To call this movie a black version of Forrest Gump may be a bit too harsh, but the Brashear in this movie is just as one-dimensional, singularly determined, and absolutely devoid of weaknesses as Gump. In short, he isn’t real, but a saintly caricature, sometimes condescendingly so, created in this context only to make me cheer for his humanity and determination.
Such as, for instance, I’m to accept that he wants to be a diver because his Daddy gave him a radio and told him, “Don’t be like me.” It doesn’t help that Brashear says lines that make me cringe, such as “Because they said I couldn’t have it!” – his answer to the question as to why he wants to be have a diver certificate.
There’s the token Evil White Racist who ends up his ally. The sole Unbiased White Buddy in a camp full of bigots. Oh, I know, real life can be like that too, but really, isn’t all this a plot device that is also used in a zillion Hallmark movies?
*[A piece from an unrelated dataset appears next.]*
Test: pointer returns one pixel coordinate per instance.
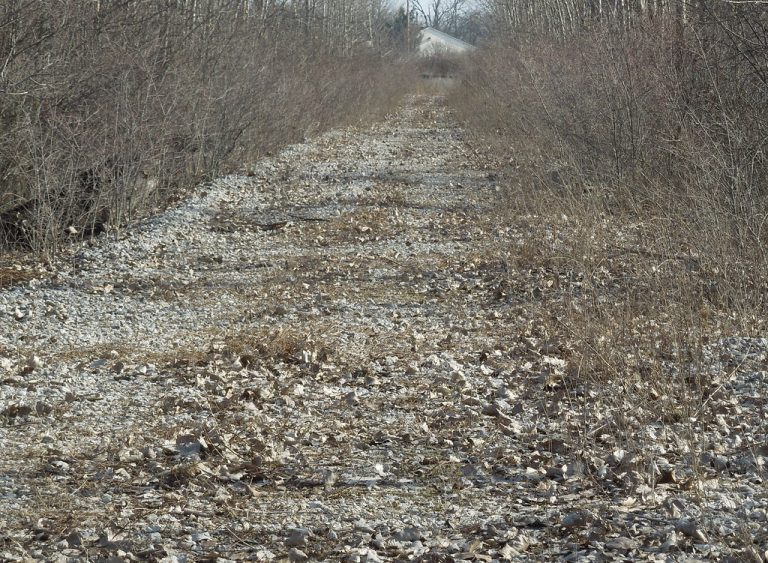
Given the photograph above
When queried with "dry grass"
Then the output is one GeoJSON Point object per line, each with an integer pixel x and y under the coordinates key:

Cube Gooding Jr plays his role with all his best, with all the charisma he has, but alas, his character is a one-note Care Bear determined to make me cheer for him. Robert De Niro is absolutely wasted as a sneering, unconvincing baddie, and the supporting characters are sleepwalking.
Really, won’t it be better to cut down the sugar and let Brashear be human instead of some saintly, superhuman black champion against injustice? Real life heroes are more often than not down-to-earth while larger-than-life. In Men of Honor, heroes are armed with giant tablespoons of sugar – mercy on those caught in their way.